Kasparaitis, zawsze twardo grający obrońca zdobył pierwszego gola w play off od roku. Otrzymał podanie od Roberta Langa i pokonał bramkarza Buffalo słynnego Dominika Haszka, strzałem z najbliższej odległości. Krążek odbił się jeszcze od zaskoczonego "Dominatora". Jednym z gratulujących Kasparaitisowi był Mario Lemieux, który wrócił do gry po ponad trzyletniej przerwie. Dzięki Kasparaitisowi Penguins znajdą się w finale Eastern Conference po raz pierwszy od 1996 roku.

To był dramatyczny, decydujący o awansie, siódmy mecz serii.

Jaromir Jagr ani razu nie oddał strzału, ale pomógł w wypracowaniu trzech bramek dla Pittsburgha.

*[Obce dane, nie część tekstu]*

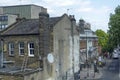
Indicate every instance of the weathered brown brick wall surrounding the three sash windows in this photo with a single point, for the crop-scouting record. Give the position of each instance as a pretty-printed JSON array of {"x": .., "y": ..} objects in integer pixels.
[{"x": 18, "y": 58}]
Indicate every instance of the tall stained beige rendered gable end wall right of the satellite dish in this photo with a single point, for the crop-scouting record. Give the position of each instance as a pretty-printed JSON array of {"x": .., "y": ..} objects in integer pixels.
[{"x": 66, "y": 48}]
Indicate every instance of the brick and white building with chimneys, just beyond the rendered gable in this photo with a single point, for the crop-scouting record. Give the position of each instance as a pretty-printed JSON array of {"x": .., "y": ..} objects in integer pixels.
[{"x": 88, "y": 42}]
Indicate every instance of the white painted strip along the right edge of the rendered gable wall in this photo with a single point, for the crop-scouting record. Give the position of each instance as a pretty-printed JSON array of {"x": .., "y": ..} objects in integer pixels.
[{"x": 74, "y": 54}]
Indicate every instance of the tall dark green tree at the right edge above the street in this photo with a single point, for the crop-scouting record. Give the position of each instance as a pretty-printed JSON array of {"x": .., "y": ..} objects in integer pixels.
[{"x": 114, "y": 28}]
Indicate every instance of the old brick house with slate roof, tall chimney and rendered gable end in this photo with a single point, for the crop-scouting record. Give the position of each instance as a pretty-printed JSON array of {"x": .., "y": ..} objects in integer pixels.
[{"x": 26, "y": 44}]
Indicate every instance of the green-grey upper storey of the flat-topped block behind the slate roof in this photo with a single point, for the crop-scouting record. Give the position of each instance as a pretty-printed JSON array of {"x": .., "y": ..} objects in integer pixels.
[{"x": 23, "y": 11}]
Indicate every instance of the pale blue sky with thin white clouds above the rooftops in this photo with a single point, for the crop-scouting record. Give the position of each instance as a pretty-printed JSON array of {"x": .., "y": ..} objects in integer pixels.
[{"x": 95, "y": 12}]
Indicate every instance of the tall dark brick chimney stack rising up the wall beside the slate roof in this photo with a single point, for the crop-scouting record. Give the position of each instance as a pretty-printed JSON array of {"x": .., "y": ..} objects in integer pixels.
[{"x": 44, "y": 33}]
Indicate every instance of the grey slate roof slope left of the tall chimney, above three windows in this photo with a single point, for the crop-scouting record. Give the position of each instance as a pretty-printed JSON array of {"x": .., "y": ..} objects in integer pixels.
[{"x": 23, "y": 27}]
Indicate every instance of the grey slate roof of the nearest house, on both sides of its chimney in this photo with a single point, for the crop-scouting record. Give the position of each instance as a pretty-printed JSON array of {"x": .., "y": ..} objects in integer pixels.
[{"x": 28, "y": 26}]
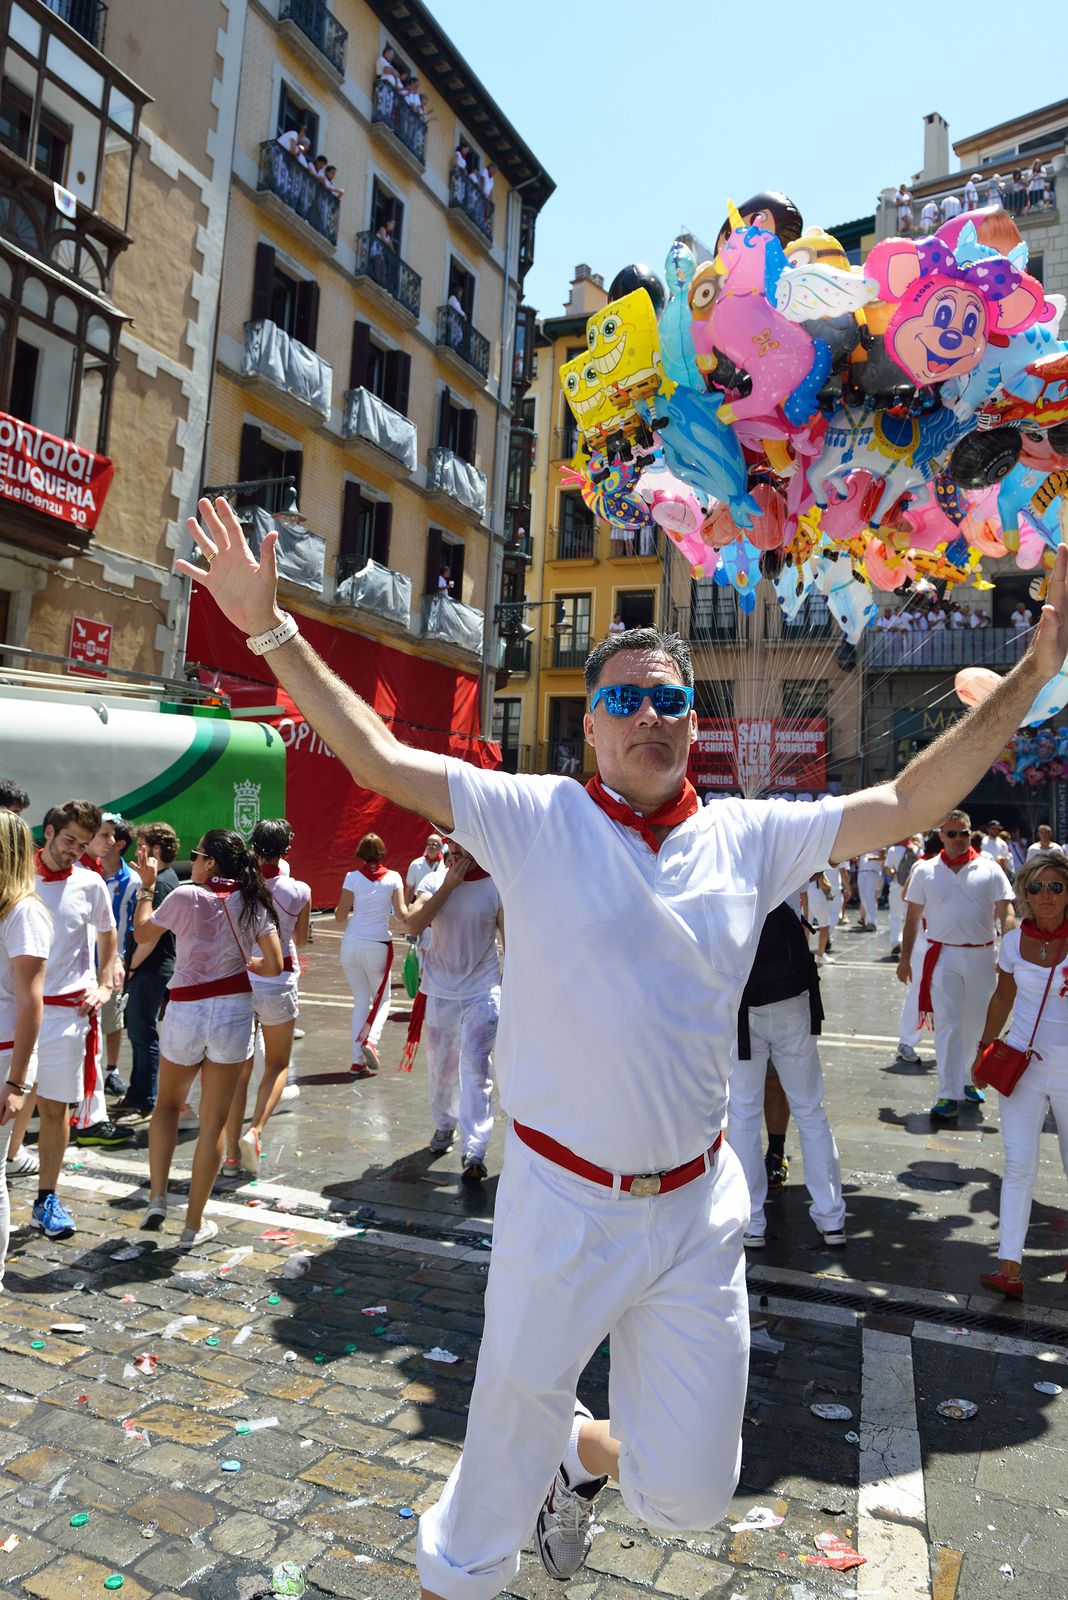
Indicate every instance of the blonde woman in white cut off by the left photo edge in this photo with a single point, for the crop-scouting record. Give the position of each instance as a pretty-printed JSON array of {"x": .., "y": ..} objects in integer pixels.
[{"x": 25, "y": 945}]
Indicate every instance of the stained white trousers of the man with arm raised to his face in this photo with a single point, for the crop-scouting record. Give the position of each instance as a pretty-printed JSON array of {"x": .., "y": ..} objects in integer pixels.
[{"x": 460, "y": 1038}]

Sabres całą wakacyjną przerwę będą mogli poświęcić na przemyślenia jak stracili prowadzenie w ostatnich dwóch meczach za każdym razem w trzeciej kwarcie i o straconych dwóch bramkach w dogrywce. Byli 78 sekund od wyeliminowania Penguins we wtorek, ale Mario Lemieux wyrównał i doprowadził do dogrywki, w której gola zdobył Martin Straka.

Wczoraj Buffalo hokeiści objęli prowadzenie 2:1 32 sekundy po rozpoczęciu trzeciej tercji, ale 11 minut przed końcem wyrównał Lang, doprowadzając do trzeciej dogrywki z rzędu w tej rywalizacji.

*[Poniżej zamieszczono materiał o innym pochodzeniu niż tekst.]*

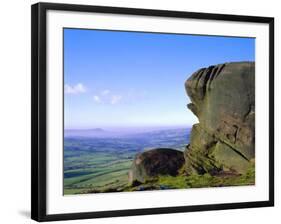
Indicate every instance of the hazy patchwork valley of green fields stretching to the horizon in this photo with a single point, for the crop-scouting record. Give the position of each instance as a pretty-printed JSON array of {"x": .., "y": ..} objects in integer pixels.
[{"x": 101, "y": 164}]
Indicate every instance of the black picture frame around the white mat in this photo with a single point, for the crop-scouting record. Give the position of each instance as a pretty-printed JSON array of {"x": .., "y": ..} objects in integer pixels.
[{"x": 38, "y": 108}]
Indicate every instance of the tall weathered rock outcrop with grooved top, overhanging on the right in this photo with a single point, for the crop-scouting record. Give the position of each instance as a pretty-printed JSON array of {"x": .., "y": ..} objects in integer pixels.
[{"x": 223, "y": 99}]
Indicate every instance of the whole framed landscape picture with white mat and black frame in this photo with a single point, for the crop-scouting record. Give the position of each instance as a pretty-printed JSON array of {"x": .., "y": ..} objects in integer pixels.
[{"x": 140, "y": 111}]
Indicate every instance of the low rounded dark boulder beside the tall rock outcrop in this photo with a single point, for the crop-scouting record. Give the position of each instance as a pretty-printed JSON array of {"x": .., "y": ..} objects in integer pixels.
[{"x": 155, "y": 162}]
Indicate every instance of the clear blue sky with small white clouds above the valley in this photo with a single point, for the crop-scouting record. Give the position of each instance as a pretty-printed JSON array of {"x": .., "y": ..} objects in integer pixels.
[{"x": 133, "y": 79}]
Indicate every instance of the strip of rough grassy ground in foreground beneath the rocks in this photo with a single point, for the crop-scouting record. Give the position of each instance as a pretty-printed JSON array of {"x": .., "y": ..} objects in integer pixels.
[{"x": 168, "y": 182}]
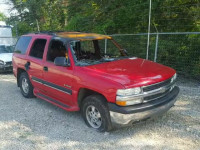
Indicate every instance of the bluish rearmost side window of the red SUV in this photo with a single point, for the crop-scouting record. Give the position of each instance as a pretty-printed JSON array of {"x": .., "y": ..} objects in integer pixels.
[{"x": 22, "y": 44}]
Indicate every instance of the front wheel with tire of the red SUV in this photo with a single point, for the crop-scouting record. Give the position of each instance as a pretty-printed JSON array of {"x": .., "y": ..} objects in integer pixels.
[{"x": 93, "y": 109}]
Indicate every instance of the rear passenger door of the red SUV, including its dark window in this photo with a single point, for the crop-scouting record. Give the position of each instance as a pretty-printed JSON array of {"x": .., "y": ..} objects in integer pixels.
[{"x": 35, "y": 62}]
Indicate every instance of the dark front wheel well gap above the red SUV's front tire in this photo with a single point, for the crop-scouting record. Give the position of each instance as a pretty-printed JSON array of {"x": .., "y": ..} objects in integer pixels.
[{"x": 83, "y": 93}]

- To najwspanialszy gol w mojej karierze - powiedział Kasparaitis. - Fakt, nie jestem łowcą bramek, to nie moja robota.

- Byliśmy wielcy. Kasper [Kasparaitis] nie jest tutaj dla swoich ofensywnych talentów, ale jak zobaczył swoją szansę, wykorzystał ją.

- Zrobiliśmy kilka zaskakujących manewrów. Obrońca Andrew Ference grał podczas przewagi jako napastnik i zdobył gola. W trzeciej tercji rozdzieliliśmy atak Lemieux-Jagr. Mario zaczął grać z Aleksiejem Kowaliowem, a Jaromir z Martinem Straką i Langiem. I to też zadziałało. To wspaniałe uczucie doprowadzić do takiego sukcesu w pierwszym roku pracy jako trener - powiedział szkoleniowiec Pittsburgha Ivan Hlinka.